Scientific Works Series C. Veterinary Medicine

PRINT ISSN 2065-1295, ISSN-L: 2065-1295, ISSN CD: 2343-9394,ISSN ONLINE 2067-3663


Published in Scientific Works. Series C. Veterinary Medicine, Vol. LXI
Written by Andreea GARTNER, Gheorghe DĂRĂBUȘ, Corina BADEA, Florin HORA, Elena TILIBASA, Narcisa MEDERLE

Canine demodicosis is caused by Demodex canis mite found in hair follicles. Demodicosis is a nonpruritic dermatosis which frequently becomes pustular by bacterial complications. The evolution of demodicosis as clinical disease takes different aspects, from dry to festering, from a manifestation of generalized or localized to one particular. According to current research, symptoms of demodicosis are constantly changing influenced by various favourable factors, an aspect that creates confusion in clinical approach and thus prevent correct diagnosis. In this context, the aim of the study was to bring current information on clinical diagnosis in canine demodicosis. The study was performed from September 2011 to December 2014, on a total of 187 dogs diagnosed with demodicosis microscopically.
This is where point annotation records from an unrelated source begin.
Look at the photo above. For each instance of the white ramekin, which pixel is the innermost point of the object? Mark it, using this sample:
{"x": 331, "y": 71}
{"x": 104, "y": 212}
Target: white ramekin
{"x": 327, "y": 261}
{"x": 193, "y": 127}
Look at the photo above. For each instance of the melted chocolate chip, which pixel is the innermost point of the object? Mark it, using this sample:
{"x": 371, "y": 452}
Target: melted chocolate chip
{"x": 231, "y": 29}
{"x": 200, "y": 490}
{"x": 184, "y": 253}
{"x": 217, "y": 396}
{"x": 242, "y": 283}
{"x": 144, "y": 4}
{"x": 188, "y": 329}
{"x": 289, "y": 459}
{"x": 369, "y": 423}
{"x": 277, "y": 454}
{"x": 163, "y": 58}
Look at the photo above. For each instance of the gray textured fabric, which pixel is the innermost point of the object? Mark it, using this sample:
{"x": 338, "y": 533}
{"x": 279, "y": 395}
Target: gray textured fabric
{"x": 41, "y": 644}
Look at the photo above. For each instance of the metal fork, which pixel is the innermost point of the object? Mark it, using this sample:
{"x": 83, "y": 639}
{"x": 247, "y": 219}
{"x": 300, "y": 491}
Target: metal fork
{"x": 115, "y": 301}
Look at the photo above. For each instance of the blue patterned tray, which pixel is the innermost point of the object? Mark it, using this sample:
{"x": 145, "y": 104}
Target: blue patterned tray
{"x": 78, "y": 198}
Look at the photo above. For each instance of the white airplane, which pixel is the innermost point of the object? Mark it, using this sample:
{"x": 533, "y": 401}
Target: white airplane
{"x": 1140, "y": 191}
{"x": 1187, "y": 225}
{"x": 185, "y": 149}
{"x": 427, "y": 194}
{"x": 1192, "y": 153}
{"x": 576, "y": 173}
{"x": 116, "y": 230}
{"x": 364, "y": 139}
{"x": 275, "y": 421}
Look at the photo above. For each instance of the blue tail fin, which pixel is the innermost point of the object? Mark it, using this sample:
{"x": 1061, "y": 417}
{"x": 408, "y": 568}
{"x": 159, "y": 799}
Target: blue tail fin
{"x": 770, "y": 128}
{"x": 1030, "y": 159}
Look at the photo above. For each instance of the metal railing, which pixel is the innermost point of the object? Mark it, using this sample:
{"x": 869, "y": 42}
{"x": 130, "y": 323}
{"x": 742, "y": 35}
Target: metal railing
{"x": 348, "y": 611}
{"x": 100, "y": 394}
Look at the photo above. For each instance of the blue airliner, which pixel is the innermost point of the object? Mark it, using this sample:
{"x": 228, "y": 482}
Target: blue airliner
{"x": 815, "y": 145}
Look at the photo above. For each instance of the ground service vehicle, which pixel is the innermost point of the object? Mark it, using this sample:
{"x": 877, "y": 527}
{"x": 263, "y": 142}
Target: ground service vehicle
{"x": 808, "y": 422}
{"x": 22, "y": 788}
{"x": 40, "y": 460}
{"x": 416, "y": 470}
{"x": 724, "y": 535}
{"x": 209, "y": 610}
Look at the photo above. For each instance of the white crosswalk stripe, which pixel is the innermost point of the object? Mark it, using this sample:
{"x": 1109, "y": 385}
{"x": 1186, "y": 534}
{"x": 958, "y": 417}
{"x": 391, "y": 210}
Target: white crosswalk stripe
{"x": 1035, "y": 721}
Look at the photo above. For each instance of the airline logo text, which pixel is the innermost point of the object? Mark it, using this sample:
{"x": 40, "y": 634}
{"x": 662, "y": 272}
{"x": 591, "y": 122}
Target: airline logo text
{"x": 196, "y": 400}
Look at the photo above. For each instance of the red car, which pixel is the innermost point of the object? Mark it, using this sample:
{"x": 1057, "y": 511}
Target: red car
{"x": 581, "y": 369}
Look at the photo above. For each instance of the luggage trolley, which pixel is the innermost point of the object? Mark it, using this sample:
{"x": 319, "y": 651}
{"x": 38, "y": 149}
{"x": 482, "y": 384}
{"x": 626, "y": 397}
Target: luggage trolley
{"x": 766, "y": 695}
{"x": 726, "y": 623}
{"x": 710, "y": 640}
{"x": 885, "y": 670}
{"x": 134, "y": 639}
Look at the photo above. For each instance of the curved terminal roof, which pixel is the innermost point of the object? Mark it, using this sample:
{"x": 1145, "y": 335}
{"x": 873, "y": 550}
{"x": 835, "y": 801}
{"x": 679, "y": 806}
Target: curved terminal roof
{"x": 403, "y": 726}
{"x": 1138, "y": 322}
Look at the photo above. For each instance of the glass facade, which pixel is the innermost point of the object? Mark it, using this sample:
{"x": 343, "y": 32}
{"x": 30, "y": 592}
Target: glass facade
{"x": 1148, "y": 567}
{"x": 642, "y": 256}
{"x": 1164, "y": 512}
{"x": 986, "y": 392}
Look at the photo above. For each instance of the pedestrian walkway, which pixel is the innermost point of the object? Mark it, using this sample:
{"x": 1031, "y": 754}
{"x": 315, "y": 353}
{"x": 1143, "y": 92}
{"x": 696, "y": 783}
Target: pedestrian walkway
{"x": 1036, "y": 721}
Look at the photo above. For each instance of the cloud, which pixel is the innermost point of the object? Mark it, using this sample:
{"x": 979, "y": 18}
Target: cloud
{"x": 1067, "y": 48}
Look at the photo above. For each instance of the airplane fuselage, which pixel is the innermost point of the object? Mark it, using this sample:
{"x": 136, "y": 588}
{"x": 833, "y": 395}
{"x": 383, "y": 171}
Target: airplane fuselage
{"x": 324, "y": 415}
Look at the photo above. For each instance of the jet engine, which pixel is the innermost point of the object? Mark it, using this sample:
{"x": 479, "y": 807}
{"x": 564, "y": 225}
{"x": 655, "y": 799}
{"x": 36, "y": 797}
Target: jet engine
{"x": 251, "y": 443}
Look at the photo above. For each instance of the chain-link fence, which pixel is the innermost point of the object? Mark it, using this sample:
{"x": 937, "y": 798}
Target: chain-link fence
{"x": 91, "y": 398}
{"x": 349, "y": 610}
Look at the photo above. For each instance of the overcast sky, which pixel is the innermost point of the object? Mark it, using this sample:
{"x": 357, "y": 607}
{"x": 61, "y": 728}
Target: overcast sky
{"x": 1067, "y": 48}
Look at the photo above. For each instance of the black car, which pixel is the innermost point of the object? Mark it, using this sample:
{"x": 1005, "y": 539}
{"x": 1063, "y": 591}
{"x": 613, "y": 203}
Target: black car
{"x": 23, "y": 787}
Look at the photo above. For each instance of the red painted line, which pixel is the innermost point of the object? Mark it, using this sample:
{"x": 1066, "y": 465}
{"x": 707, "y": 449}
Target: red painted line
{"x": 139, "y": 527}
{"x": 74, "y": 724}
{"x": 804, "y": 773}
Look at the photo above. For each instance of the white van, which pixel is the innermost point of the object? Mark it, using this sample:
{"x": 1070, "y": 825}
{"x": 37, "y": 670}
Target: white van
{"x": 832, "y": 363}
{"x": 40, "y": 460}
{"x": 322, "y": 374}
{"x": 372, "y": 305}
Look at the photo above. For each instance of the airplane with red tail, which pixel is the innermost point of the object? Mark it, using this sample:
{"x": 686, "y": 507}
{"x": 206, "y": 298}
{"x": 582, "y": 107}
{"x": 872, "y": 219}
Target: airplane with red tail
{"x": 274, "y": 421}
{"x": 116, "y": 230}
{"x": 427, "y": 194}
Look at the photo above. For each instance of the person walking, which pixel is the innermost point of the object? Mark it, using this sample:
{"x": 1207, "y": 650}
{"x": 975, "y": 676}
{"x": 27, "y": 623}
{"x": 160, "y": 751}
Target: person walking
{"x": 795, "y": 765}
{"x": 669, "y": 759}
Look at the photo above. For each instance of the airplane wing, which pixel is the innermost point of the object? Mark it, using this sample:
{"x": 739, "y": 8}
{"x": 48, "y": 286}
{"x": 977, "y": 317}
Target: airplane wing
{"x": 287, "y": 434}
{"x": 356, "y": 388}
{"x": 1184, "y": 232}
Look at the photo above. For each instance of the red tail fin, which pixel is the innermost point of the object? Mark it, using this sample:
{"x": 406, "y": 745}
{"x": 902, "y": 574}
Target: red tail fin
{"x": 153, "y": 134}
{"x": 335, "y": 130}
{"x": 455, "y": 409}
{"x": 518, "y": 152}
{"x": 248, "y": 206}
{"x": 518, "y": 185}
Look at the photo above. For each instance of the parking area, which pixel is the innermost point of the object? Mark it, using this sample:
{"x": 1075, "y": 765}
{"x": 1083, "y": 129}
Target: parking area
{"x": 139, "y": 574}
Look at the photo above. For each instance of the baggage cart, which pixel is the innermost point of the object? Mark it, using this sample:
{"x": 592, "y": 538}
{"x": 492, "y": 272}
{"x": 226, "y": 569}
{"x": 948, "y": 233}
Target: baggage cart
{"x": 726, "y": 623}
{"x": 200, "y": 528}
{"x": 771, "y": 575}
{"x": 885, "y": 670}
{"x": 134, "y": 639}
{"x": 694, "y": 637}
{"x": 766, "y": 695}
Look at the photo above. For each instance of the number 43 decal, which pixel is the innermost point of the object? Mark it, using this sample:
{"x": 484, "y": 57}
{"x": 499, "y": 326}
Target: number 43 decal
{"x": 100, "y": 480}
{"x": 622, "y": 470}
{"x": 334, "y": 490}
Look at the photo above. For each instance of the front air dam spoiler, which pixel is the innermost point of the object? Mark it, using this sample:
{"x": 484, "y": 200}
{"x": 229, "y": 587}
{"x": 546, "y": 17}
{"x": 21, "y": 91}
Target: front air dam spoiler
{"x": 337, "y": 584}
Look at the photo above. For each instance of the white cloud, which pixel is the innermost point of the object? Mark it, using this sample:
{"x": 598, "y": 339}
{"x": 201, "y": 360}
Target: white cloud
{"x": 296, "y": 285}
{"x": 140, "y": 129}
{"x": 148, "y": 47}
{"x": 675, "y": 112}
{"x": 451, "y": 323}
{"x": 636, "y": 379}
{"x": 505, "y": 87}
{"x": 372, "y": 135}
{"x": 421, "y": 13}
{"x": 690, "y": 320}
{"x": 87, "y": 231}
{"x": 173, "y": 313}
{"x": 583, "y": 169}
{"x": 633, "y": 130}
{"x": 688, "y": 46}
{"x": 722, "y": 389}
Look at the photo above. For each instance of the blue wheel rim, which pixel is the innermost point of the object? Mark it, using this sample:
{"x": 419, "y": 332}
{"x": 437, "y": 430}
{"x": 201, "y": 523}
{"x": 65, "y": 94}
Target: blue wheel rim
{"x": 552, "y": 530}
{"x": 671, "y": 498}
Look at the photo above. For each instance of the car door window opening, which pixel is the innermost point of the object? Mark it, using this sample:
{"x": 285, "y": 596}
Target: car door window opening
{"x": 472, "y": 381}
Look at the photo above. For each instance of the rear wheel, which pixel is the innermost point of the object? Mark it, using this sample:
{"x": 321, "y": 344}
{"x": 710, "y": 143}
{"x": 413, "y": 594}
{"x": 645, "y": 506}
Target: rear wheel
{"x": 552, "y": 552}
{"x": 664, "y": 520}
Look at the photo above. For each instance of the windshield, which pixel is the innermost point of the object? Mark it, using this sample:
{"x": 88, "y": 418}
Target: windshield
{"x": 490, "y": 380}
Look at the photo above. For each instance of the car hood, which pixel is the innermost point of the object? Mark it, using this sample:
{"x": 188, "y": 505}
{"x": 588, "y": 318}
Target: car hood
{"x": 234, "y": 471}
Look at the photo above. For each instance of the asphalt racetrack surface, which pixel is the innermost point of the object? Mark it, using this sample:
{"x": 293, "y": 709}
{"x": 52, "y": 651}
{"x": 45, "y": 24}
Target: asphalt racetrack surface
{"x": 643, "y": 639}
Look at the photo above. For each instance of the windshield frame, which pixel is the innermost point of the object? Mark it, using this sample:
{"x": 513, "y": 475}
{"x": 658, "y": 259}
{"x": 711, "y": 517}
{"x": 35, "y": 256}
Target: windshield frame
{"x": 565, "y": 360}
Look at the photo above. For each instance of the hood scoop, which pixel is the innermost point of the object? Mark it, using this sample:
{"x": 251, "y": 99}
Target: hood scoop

Clinical signs followed in this study were: erythema (”demodectic spots”), hair loss (”demodectic glasses”), follicular keratosis, hyperpigmentation, hyperseborrhea, pruritus. We also followed the evolution of the disease forms: dry demodecosis with nummular forms (circinate) and diffuse alopecia, piodemodicosis, pododemodicosis and otodemodicosis. The results revealed the absence of typical lesions: ”demodectic glasses”, ”demodectic spots”, occurrance of hyperpigmentation and itching in dogs with dry demodicosis (untypical for this form of clinical evolution and appearance of itching, generalized erythema and alopecia as a single clinical signs evolving. Specific localizations (pododemodicosis and otodemodicosis) were diagnosed without combination with other pathogens and clinical manifestations common to several pathogenic entities (itching, ihor smell, collections ear like ”coffee grounds”, blistering interdigital). The results contribute to the complex diagnosis of one of the most common and important diseases of parasitic nature of the dog.